Within the confines of this rather fascinating backdrop, writer Stephen Cole explores a community filled with political strife as the young Sister Seska takes on the leadership role while needing to be wary of her stepmother’s own intentions. With Seska’s father having recently passed away, there is a deep void in the community that both the open-minded Seska and the more zealous Mertil seek to fill. When the Fifth Doctor, Nyssa, Tegan, and Turlough arrive, they soon find themselves intimately and dangerously involved within these politics while also discovering the more hidden realities of the Takers and the Shades who make the forest whisper.
With the older Nyssa rejoining the TARDIS, it’s a nice touch to have the Doctor seeking out potential cases of Rictus syndrome. While the nod to ‘The Face of Evil’ is undeniable with this medical team slowly turning its profession into a religion, the revelation of the revenant Shades is rather unique though only variably satisfying because of the pseudo explanations given. The Shades are forty-four ancestors of the members of Purity Bay who were suspected of contracting Rictus syndrome and then euthanized. As a wave of intradimensional energy washed over their bodies during burning, they somehow became living ghostlike beings who seek to contact the living people.
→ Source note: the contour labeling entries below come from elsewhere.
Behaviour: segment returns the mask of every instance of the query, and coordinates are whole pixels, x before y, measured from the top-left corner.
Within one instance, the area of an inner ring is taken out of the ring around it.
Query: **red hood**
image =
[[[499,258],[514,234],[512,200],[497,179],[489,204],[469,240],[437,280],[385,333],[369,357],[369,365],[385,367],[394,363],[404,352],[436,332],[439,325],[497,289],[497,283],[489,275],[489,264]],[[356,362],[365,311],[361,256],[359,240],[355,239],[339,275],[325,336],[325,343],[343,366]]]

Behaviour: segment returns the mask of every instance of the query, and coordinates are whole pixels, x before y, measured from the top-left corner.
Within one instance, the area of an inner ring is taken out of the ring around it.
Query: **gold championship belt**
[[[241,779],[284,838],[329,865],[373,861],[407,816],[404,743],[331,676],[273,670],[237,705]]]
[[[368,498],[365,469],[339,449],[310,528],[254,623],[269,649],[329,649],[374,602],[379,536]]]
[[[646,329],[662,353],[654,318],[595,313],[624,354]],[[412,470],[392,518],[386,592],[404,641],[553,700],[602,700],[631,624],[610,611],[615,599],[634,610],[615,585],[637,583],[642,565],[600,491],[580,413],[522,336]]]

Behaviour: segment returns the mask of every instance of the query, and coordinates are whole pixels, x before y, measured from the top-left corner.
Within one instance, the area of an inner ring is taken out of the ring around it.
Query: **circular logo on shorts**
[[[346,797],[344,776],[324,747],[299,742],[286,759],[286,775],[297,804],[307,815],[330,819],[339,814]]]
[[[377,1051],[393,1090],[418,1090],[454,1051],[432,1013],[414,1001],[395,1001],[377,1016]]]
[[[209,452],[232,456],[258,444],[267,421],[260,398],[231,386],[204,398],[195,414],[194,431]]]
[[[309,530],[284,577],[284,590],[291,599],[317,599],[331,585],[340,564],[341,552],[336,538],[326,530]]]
Unfortunately, the majority of ‘The Whispering Forest’ is simply average at best, not taking risks to set itself apart from its peers. The four-person TARDIS team is a tricky notion to adequately capture while giving everyone enough to do, especially in the shorter four-part stories of the Fifth Doctor’s era than in the often longer stories of the First Doctor’s. Here Cole tries to circumnavigate this issue by having Nyssa and Turlough wandering through the forest which, though effective in making sure they stay relevant to the story especially as Turlough tackles the Takers, it also means that they often end up retreading and revisiting plot points that other characters have already discovered and discussed. At the same time, the people of Purity Bay are not fleshed out and given any meaningful degree of characterization. Mertil is perhaps the most egregious even as an explanation for her anger is offered, but the civilization as a whole is a very quarrelsome one that seems content to just stand on argue, changing viewpoints almost arbitrarily as events progress.
In the end, ‘The Whispering Forest’ is a perfectly competent if very traditional piece of Doctor Who that fits in with its intended era seamlessly. The core conceit of the Shades doesn’t quite work as intended and the citizens of Purity Bay aren’t the most believable, but the lead-in to ‘The Cradle of the Snake’ as the Takers learn a hidden truth about Tegan is an undeniably strong and exciting ending.